El tercer grupo, Frente Nacional Petrolero, que encabeza Leopoldo Álvarez, está integrado por jubilados. “Es la organización con menor legitimidad al interior de los grupos sindicales que se han opuesto al grupo del actual secretario general, Carlos Romero”.
La intromisión gubernamental
Los dirigentes del sindicato petrolero, sostienen que el gobierno, para evitar el estallamiento de la huelga, trata de inmiscuirse en la vida interna de la organización.
Como prueba, mostraron un oficio carta de la Oficina de Atención Ciudadana de la Presidencia, que encabeza Laura Carrera Lugo, dirigido a uno de los líderes del Frente, Jorge Fuentes García, en el que le informa que se enviará a la secretaría del Trabajo su petición de democratizar al sindicato sin la presencia de viejos líderes.
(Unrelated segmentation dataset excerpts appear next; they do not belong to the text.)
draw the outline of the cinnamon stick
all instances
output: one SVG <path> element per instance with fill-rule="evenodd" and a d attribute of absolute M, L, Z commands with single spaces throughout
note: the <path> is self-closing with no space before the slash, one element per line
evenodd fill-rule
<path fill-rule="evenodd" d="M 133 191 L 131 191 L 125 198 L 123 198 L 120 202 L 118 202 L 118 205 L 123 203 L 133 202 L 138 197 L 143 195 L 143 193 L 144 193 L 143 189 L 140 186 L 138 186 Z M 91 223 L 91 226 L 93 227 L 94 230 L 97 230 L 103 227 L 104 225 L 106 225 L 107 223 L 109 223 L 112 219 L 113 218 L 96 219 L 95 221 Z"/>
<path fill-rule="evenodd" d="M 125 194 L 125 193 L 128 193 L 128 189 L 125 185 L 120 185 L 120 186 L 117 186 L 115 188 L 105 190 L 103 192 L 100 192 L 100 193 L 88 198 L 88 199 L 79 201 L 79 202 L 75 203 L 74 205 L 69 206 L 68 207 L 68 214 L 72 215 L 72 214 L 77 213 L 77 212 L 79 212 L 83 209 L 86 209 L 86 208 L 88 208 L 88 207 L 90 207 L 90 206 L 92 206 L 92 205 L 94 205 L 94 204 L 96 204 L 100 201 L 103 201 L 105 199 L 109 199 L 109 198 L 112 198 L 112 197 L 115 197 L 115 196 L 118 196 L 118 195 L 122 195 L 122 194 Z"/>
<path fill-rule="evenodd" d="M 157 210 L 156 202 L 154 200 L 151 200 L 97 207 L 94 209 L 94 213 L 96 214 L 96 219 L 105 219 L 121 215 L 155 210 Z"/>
Carlos Rodríguez, encargado de Cereal, y Julio César Rodríguez y Edgar Alfredo Tenorio, integrantes de la dirección de Alianza, comentaron que ellos también acudieron a la oficina de Atención Ciudadana de la Presidencia el jueves 12 de septiembre, pero aclararon que ello no implicaba que el gobierno intervenga en la vida sindical. Explicaron que su visita fue para denunciar un hecho de corrupción en Nanchital, Veracruz.
La huelga, en duda
Los integrantes de la Alianza realizaron una encuesta en las 19 secciones en las que tienen influencia en las últimas dos semanas. El resultado fue que el 80% de los trabajadores no está dispuesto a participar en la huelga.
Según la Alianza, quienes participaron en la marcha del miércoles 18 convocada por el sindicato para apoyar la huelga y defender a sus dirigentes, fueron miembros de la CROC, la CROM, la CTM y maestros. Sólo marcharon los trabajadores petroleros transitorios.
Por otra parte, La Quina afirma que Romero Deschamps sólo tiene el apoyo del 10% de los trabajadores sindicalizados, pues el 90% restante es “apático” y “timorato”, por lo que no cree que haya huelga.
Además, “el gobierno tiene facultades para realizar la requisa, y también hay personal muy capaz entre los despedidos que están dispuestos para, en caso de emergencia, evitar ese paro nacional que provocaría un desquiciamiento en el país”.
Siempre bien informado sobre lo que ocurre en el sindicato, Hernández Galicia sostiene que la asistencia a las asambleas del sindicato no ha llegado ni a la mitad y “para declarar la huelga se necesita el 66% de cada asamblea”.
De ahí, asegura, que Romero Deschamps esté ofreciendo distintos favores a los trabajadores para conseguir su apoyo ante la posible huelga: “Está ofreciendo lo que nunca cumplió, construir casas y más plantas petroleras, incluso que se compren barcos”.